Davids have generally excelled at HBO, is what we're saying. But their shared appellation isn't the reason. Chase, Simon, Milch and David display a uniqueness of vision realized in their work, but that matters less than their names being associated with content that sells.

Whedon's brand has a track record of selling well, too. Marvel fans may have been let down by what he did with "Avengers: Age of Ultron," but it's still the fourth highest-grossing film in the MCU with a worldwide box office gross exceeding $1.4 billion.

"Justice League" lost money for Warner, but "Buffy the Vampire Slayer" was still beloved and marketable until it got out that Whedon, the man who built his career on creating superhuman women, disempowered Cyborg and threatened Wonder Woman. The studio could have canceled him in 2018. It still hasn't, and it's unlikely it will.

"The Nevers" isn't even "an experimental mistake." It's a straight redux of his previous shows' themes and beats with the addition of toplessness and sex scenes. It also logged the best-ever HBO Max debut for an original series, with the premiere attracting more than 1.4 million across linear channels and broadcast. Its season-to-date audience numbers have more or less held steady. Critics may call it muddled drivel, but this drivel is selling.

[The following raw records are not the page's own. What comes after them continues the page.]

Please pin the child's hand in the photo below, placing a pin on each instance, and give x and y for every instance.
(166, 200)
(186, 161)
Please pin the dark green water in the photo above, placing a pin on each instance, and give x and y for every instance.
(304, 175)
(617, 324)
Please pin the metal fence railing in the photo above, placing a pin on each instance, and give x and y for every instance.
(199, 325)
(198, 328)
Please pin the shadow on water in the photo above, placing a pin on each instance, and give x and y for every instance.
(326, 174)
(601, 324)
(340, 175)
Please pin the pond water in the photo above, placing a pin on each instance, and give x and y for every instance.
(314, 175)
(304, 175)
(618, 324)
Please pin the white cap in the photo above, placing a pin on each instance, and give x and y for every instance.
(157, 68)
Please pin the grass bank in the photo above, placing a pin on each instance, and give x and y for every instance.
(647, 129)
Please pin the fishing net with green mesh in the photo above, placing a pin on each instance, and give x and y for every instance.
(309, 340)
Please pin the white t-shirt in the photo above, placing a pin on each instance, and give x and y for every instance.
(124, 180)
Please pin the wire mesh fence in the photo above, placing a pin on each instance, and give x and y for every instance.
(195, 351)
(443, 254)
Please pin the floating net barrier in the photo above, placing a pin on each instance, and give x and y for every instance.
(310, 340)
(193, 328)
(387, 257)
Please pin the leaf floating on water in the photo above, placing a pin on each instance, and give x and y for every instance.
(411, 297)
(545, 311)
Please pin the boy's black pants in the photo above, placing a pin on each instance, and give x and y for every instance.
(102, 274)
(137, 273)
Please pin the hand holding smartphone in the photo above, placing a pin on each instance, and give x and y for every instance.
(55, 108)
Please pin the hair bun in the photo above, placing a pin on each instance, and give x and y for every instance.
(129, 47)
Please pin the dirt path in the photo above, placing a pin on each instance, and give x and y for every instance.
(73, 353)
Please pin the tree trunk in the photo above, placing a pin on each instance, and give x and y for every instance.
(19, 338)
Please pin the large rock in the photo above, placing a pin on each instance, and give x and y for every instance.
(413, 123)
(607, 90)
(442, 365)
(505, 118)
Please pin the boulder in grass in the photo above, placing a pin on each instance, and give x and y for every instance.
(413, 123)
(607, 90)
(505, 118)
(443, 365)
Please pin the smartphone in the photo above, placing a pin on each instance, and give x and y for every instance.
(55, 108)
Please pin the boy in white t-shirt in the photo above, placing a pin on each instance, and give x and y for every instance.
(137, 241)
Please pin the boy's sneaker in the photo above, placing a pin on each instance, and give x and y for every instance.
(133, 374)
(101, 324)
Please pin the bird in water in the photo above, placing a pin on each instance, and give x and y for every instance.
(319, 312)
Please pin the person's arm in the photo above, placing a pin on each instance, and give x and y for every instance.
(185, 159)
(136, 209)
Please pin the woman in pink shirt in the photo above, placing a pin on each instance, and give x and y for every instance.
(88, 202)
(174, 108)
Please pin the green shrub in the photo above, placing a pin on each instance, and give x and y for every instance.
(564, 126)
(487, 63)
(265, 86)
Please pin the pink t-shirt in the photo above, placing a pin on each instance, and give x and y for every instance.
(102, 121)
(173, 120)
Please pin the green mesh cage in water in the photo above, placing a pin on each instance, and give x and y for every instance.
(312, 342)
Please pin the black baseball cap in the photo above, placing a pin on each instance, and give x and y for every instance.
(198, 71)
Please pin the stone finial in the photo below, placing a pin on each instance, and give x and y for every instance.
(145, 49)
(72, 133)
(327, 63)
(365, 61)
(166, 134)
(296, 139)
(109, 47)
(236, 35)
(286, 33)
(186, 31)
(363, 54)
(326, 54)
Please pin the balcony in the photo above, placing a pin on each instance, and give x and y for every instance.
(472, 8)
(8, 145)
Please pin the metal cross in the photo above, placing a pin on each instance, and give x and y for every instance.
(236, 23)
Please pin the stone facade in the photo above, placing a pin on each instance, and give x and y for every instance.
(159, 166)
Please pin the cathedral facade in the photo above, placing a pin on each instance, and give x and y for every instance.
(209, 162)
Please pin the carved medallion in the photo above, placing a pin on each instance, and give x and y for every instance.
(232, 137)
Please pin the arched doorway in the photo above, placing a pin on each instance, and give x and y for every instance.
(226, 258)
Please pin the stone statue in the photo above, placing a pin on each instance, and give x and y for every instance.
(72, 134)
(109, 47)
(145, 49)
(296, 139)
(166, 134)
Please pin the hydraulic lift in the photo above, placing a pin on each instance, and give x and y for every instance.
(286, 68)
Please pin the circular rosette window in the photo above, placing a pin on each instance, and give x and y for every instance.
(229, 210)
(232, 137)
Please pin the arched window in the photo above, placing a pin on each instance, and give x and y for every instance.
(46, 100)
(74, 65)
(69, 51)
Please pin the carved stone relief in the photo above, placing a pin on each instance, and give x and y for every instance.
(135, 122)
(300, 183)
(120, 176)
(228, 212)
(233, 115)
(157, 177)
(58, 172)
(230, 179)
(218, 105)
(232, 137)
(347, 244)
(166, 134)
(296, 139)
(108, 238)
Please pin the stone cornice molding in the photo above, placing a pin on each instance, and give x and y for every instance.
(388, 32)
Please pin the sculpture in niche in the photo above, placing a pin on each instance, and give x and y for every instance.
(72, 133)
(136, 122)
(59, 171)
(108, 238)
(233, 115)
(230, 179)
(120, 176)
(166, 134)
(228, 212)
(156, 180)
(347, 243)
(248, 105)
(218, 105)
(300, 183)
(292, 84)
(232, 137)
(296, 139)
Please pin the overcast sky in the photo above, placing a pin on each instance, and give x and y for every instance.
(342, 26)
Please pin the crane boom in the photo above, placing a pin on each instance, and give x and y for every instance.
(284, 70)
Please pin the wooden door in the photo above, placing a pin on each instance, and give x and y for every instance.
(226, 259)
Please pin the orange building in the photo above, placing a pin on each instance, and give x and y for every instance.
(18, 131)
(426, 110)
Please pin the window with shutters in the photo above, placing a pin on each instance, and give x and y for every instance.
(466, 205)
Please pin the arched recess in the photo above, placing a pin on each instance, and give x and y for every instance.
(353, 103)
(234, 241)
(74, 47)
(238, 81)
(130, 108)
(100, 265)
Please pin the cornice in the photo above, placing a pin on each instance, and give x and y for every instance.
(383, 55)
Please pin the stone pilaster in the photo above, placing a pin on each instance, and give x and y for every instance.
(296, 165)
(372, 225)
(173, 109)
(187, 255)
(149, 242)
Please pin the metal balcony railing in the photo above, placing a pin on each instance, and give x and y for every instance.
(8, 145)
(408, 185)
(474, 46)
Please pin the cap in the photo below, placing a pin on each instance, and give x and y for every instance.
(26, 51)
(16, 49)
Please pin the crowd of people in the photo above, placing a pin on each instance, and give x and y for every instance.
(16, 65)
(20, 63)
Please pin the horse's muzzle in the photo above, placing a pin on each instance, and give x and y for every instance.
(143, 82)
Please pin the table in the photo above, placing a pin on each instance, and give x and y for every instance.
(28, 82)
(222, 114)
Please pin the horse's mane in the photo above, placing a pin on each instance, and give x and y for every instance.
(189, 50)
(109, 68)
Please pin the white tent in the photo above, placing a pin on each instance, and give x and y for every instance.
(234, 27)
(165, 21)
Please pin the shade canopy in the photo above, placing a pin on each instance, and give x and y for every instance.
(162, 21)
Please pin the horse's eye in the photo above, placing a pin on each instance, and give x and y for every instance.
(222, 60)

Besides, although people like Whedon aren't really getting canceled, neither is actual creativity. Glover knows this since the next season of "Atlanta" is in production right now. Other evidence of massive originally abounds across serialized entertainment.

HBO's also the home of "I May Destroy You," one of the freshest visions the medium has yielded in recent years, while HBO Max has the Jean Smart comedy "Hacks" and "Made For Love." Move over to Peacock and you can enjoy some real excellence in "Girls5Eva" and "Rutherford Falls," while Hulu is bringing us "PEN15" and "Shrill," and HBO's Warner sibling TBS is serving up Nasim Pedrad's "Chad."

All of these shows are made by or at least co-created by women and star women, and all of them are telling women's stories with genuine thoughtfulness. Nearly all of them are hilarious, and even the thematically dark "Made For Love" is loaded with bright humor.

Philippa Goslett has taken over as showrunner for "The Nevers," and we'll see what she'll does with the six as yet unaired episodes remaining in its first season. She's working with a decent overall concept – even the dumbest episodes contain sparkles of hope Goslett may experiment with, possibly transforming this retread of a fantasy story into something legitimately epic.

HBO might end "The Nevers" anyway, regardless of what she does. But if that happens, don't blame cancel culture. Instead, hope that studios become brave enough to ask her and others striving to become known names to pitch stories we haven't seen before, and nurture their originality. Give us a break from sameness instead of giving the Whedons of the world more of them.

"The Nevers" airs 9 p.m. Sundays on HBO, with previous episodes streaming on HBO Max.